Logo Questions Linux Laravel Mysql Ubuntu Git Menu
 

Which cache mapping technique is used in intel core i7 processor?

I have learned about different cache mapping techniques like direct mapping and fully associative or set associative mapping, and the trade-offs between those. (Wikipedia)

But I am curious which one is used in Intel core i7 or AMD processors nowadays?

How have the techniques evolved? And what are things that need to be improved?

like image 366
Subhadip Avatar asked Mar 04 '18 06:03

Subhadip


1 Answers

Direct-mapped caches are basically never used in modern high-performance CPUs. The power savings are outweighed by the large advantage in hit rate for a set-associative cache of the same size, with only a bit more complexity in the control logic.

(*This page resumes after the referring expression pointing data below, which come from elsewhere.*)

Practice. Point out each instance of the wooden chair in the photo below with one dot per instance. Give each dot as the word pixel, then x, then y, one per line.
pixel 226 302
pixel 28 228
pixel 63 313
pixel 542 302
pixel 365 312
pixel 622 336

Transistor budgets are very large these days.

It's very common for software to have at least a couple arrays that are a multiple of 4k apart from each other, which would create conflict misses in a direct-mapped cache. (Tuning code with more than a couple arrays can involve skewing them to reduce conflict misses, if a loop needs to iterate through all of them at once)

Modern CPUs are so fast that DRAM latency is over 200 core clock cycles, which is too big even for powerful out-of-order execution CPUs to hide very well on a cache miss.


Multi-level caches are essential (and used is all high-performance CPUs) to give the low latency (~4 cycles) / high throughput for the hottest data (e.g. up to 2 loads and 1 store per clock, with a 128, 256 or even 512-bit path between L1D cache and vector load/store execution units), while still being large enough to cache a reasonable sized working set. It's physically impossible to build one very large / very fast / highly-associative cache that performs as well as current multi-level caches for typical workloads; speed-of-light delays when data has to physically travel far are a problem. The power cost would be prohibitive as well. (In fact, power / power density is a major limiting factor for modern CPUs, see Modern Microprocessors: A 90-Minute Guide!.)

All levels of cache (except the uop cache) are physically indexed / physically tagged in all the x86 CPUs I'm aware of. L1D caches in most designs take their index bits from below the page offset, and thus are also VIPT allowing TLB lookup to happen in parallel with tag fetch, but without any aliasing problems. Thus, caches don't need to be flushed on context switches or anything. (See this answer for more about multi-level caches in general and the VIPT speed trick, and some cache parameters of some actual x86 CPUs.)


The private (per-core) L1D / L1I and L2 caches are traditional set-associative caches, often 8-way or 4-way for the small/fast caches. Cache line size is 64 bytes on all modern x86 CPUs. The data caches are write-back. (Except on AMD Bulldozer-family, where L1D is write-through with a small 4kiB write-combining buffer.)

http://www.7-cpu.com/ has good cache organization / latency numbers, and bandwidth, and TLB organization / performance numbers, for various microarchitectures, including many x86, like Haswell.

The "L0" decoded-uop cache in Intel Sandybridge-family is set-associative and virtually addressed. Up to 3 blocks of up to 6 uops can cache decode results from instructions in a 32-byte block of machine code. Related: Branch alignment for loops involving micro-coded instructions on Intel SnB-family CPUs. (A uop cache is a big advance for x86: x86 instructions are variable-length and hard to decode fast / in parallel, so caching the internal decode results as well as the machine code (L1I$) has significant power and throughput advantages. Powerful decoders are still needed, because the uop cache isn't large; it's most effective in loops (including medium to large loops). This avoids the Pentium4 mistake (or limitation based on transitor size at the time) of having weak decoders and relying on the trace cache.)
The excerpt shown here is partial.